The delay was compounded when the hearing committee to which it was assigned inexplicably waited an additional two years before convening its initial hearing in September of 1985. No excuse was offered or exists for the inordinate delay in prosecuting and adjudicating this matter. There is no evidence whatsoever that respondent was to any degree responsible for this delay.
My colleagues are of the opinion that because respondent has at all times admitted his wrongdoing, the delay, though reprehensible, was nevertheless not prejudicial. I agree that respondent’s admission of his misconduct removes the type of prejudice which is a prerequisite to the defense of laches; but wholeheartedly disagree with the conclusion that respondent has therefore not been prejudiced. Had the Office of Disciplinary Counsel, and this board as the overseer of hearing committees, fulfilled their respective obligations of due diligence, respondent’s discipline, no matter how severe, would today be a painful but instructive memory.

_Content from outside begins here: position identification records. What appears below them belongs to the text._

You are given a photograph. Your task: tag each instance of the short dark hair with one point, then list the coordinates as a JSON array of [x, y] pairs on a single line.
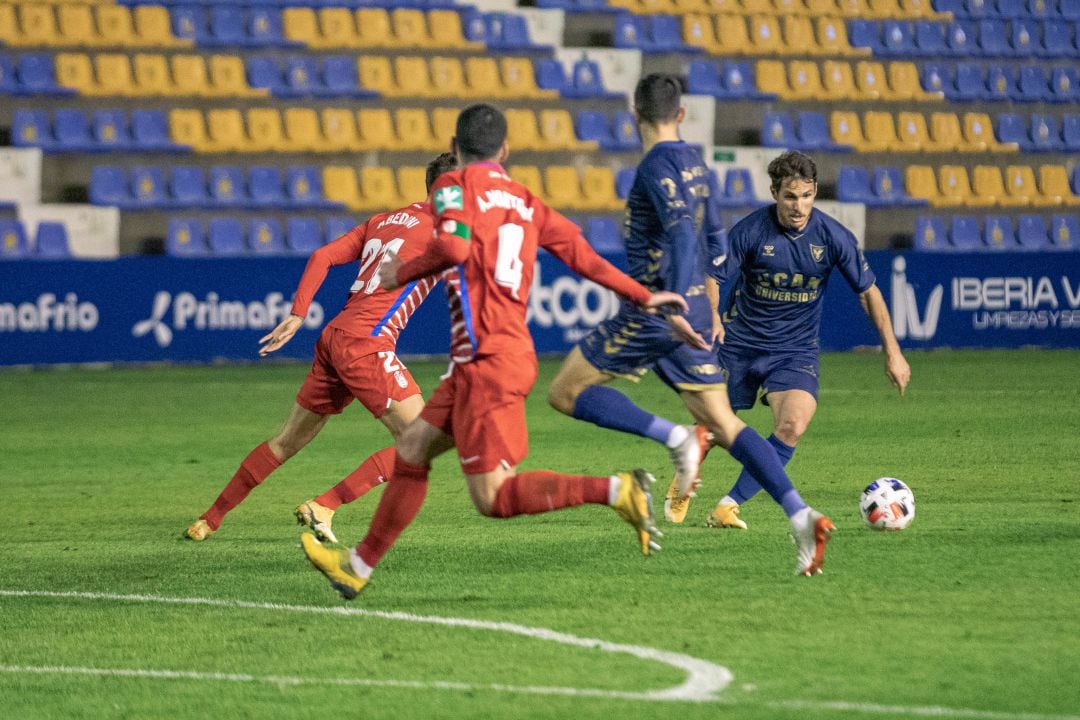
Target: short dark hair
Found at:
[[792, 165], [443, 163], [481, 132], [657, 97]]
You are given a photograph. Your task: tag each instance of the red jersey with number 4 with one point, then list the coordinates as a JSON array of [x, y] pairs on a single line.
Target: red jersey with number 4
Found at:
[[503, 225], [372, 312]]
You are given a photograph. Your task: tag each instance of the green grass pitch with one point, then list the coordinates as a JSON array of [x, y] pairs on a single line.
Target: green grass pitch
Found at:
[[972, 612]]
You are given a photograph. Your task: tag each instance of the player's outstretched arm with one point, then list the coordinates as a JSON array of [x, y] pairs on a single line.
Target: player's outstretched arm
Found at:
[[280, 336]]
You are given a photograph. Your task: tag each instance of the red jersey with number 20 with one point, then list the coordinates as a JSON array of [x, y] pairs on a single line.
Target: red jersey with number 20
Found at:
[[502, 223], [372, 312]]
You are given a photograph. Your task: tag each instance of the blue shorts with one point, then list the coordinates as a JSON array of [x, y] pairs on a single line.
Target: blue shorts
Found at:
[[753, 370], [631, 343]]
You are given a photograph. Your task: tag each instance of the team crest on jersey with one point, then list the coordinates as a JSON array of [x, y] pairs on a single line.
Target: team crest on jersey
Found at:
[[448, 199]]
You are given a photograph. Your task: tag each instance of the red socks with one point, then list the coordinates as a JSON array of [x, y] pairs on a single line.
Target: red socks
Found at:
[[542, 491], [377, 469], [255, 469], [400, 503]]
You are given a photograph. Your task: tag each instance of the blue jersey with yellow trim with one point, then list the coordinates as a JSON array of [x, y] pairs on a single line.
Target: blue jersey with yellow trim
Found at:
[[672, 227], [780, 277]]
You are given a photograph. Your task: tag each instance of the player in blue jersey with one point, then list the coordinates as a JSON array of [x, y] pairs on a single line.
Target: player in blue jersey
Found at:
[[780, 259], [672, 233]]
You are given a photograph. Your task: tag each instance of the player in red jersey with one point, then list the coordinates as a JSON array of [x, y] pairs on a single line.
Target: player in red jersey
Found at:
[[488, 229], [354, 358]]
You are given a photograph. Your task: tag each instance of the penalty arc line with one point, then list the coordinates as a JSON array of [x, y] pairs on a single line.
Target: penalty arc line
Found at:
[[704, 683]]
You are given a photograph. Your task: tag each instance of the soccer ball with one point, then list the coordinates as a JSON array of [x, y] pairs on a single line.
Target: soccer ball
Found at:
[[887, 504]]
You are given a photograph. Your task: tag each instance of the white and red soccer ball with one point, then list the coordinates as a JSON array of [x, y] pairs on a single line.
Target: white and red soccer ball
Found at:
[[887, 504]]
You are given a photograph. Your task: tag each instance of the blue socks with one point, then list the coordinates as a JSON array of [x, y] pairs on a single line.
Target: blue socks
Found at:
[[746, 487], [760, 460], [609, 408]]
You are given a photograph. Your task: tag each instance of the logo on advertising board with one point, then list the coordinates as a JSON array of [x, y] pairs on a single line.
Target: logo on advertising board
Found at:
[[170, 314]]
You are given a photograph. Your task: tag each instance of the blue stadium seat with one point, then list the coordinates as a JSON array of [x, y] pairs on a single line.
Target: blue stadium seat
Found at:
[[930, 233], [227, 186], [185, 239], [337, 226], [148, 187], [302, 235], [1065, 232], [603, 234], [265, 236], [998, 232], [1031, 232], [51, 241], [963, 232], [31, 128], [12, 240], [71, 131], [227, 236], [853, 186], [109, 130]]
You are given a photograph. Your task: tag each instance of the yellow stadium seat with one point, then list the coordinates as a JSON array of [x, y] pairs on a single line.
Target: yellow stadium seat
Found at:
[[447, 77], [38, 25], [373, 27], [226, 132], [563, 188], [880, 133], [339, 128], [846, 128], [409, 28], [266, 132], [340, 186], [529, 176], [446, 31], [904, 83], [301, 25], [518, 78], [912, 132], [443, 124], [979, 134], [523, 131], [413, 182], [699, 31], [413, 127], [302, 132], [113, 72], [772, 78], [153, 28], [945, 132], [732, 37], [597, 189], [482, 78], [378, 189], [556, 128], [376, 73], [228, 78], [1054, 182], [115, 26], [376, 128], [76, 25], [190, 77], [413, 77], [871, 81], [188, 127], [765, 37], [838, 80], [151, 76], [986, 184], [805, 81]]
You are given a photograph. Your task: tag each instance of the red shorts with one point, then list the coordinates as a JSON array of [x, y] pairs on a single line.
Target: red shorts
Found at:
[[348, 367], [482, 406]]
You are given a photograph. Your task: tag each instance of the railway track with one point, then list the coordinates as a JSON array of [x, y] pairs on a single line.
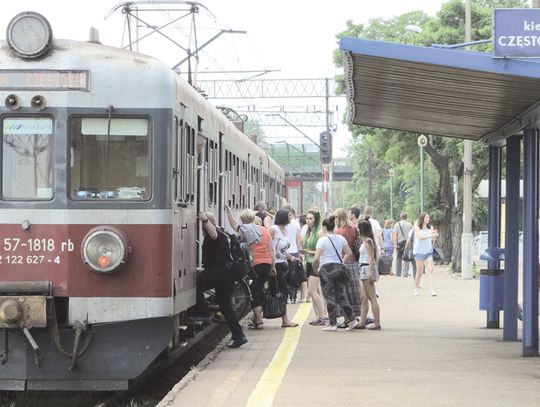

Respondent’s misconduct does not disenfranchise him from the reasonable expectation that he will be accorded fairness and justice. As succinctly stated by [B], Esq., a member of the hearing committee, in his dissenting opinion:
“This is not a case in which the majority is ‘kicking the man when he is down’; but rather is the case where the man was down six years ago, got back up on his feet, has continued to practice in a professional manner, and the majority now wants to ‘kick *422him down again.’ To my way of thinking, enough is enough.”
I cannot in good conscience recommend the discipline of another, in a case where we ourselves may be considered to be in violation of our own rules with respect to diligence. No matter how it is viewed, the delay in this matter was inordinate, inexcusable, and prejudicial to the respondent. I must therefore recommend dismissal of all charges.
ORDER
SCHWARTZMAN, Chairman
And now, this July 18, 1986, upon consideration of the report and recommendation of hearing committee [ ] dated December 9, 1985 and dissenting opinion dated December 6, 1985; it is ordered and decreed, that the said respondent of [ ] County, be subjected to private reprimand by the Disciplinary Board of the Supreme Court of Pennsylvania as provided in Rule 204(a)(5) of the Pennsylvania Rules of Disciplinary Enforcement at the next session of this board. Costs are to be paid by respondent.